Temur Dzhikiya

Personal information
- Full name: Temur Tengizovich Dzhikiya
- Date of birth: 8 May 1998 (age 27)
- Place of birth: Moscow, Russia
- Height: 1.86 m (6 ft 1 in)
- Position: Forward

Team information
- Current team: Amkal Moscow
- Number: 89

Youth career
- 0000–2015: FShM Moscow
- 2016: Yunost Moscow Spartak-2

Senior career*
- Years: Team / Apps / (Gls)
- 2017: Domodedovo Moscow / 3 / (0)
- 2018–2019: Khimki / 1 / (0)
- 2018–2019: → Khimki-M / 21 / (4)
- 2019: Ararat Moscow / 14 / (1)
- 2020: Zorkiy Krasnogorsk / 0 / (0)
- 2020: Kolomna / 13 / (7)
- 2021: Volga Ulyanovsk / 12 / (9)
- 2021–2022: Veles Moscow / 12 / (1)
- 2022–2024: Volga Ulyanovsk / 14 / (0)
- 2023–2024: → Urartu (loan) / 37 / (14)
- 2024: → BATE Borisov (loan) / 14 / (3)
- 2025: Pyunik / 9 / (1)
- 2025–: Amkal Moscow (amateur)

= Temur Dzhikiya =

Russian footballer

Temur Tengizovich Dzhikiya (Темур Тенгизович Джикия; born 8 May 1998) is a Russian football player.
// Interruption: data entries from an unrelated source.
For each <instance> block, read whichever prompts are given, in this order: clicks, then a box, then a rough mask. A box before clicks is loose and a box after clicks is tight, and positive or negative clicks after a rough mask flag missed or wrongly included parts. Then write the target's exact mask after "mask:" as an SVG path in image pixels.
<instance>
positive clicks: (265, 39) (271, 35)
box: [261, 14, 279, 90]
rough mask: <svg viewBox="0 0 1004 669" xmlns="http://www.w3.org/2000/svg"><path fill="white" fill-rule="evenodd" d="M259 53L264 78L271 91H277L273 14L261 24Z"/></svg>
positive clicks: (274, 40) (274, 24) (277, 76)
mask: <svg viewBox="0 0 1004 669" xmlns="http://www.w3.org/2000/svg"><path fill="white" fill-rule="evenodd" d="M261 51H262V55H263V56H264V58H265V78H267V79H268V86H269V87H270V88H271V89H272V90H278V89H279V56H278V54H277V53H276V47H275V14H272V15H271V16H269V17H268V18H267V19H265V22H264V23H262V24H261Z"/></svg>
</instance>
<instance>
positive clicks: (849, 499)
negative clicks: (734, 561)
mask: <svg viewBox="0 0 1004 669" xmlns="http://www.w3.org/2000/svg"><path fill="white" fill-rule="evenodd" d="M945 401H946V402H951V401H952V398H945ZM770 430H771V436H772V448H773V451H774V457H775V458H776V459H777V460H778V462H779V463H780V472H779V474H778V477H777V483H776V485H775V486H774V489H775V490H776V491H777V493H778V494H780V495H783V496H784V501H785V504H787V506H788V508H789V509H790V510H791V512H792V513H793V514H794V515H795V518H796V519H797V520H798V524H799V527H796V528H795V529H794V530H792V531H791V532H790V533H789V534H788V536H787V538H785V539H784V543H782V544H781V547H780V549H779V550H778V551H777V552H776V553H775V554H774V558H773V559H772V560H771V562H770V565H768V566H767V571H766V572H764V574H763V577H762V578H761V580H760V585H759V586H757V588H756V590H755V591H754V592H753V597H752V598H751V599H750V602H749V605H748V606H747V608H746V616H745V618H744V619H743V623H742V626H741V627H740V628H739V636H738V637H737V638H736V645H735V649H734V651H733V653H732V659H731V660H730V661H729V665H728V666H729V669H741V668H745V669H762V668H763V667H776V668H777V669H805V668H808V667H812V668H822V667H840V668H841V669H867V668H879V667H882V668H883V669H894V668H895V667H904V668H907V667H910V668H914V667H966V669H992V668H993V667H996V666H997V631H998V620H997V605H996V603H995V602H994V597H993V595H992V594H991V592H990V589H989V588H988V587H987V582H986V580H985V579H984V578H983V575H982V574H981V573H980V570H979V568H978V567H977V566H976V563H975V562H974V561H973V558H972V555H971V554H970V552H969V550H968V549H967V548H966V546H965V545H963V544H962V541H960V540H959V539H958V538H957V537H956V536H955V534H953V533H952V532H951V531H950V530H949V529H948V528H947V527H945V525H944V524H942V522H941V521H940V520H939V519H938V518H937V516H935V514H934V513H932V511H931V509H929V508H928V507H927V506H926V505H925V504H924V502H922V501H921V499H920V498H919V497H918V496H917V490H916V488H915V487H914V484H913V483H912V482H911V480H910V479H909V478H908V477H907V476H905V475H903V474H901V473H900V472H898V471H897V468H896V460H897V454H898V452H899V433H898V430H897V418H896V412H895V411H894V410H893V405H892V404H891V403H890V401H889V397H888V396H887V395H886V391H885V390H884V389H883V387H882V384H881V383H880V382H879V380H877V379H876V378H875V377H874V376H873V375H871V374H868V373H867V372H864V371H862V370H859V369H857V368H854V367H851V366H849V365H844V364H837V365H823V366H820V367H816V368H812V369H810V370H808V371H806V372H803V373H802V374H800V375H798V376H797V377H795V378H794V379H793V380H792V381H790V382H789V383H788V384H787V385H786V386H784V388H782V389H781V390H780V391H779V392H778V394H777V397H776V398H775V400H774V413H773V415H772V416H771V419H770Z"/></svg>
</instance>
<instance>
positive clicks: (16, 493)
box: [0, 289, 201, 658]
He plays for amateur club Amkal Moscow.

==Club career==
He made his debut in the Russian Professional Football League for Domodedovo Moscow on 9 April 2017 in a game against Spartak Kostroma.

Dzhikiya made his Russian Football National League debut for Khimki on 24 November 2018 in a game against Spartak-2 Moscow.

On 26 January 2025, Pyunik announced the signing of Dzhikiya from Volga Ulyanovsk. On 4 June 2025, Pyunik announced the departure of Dzhikiya.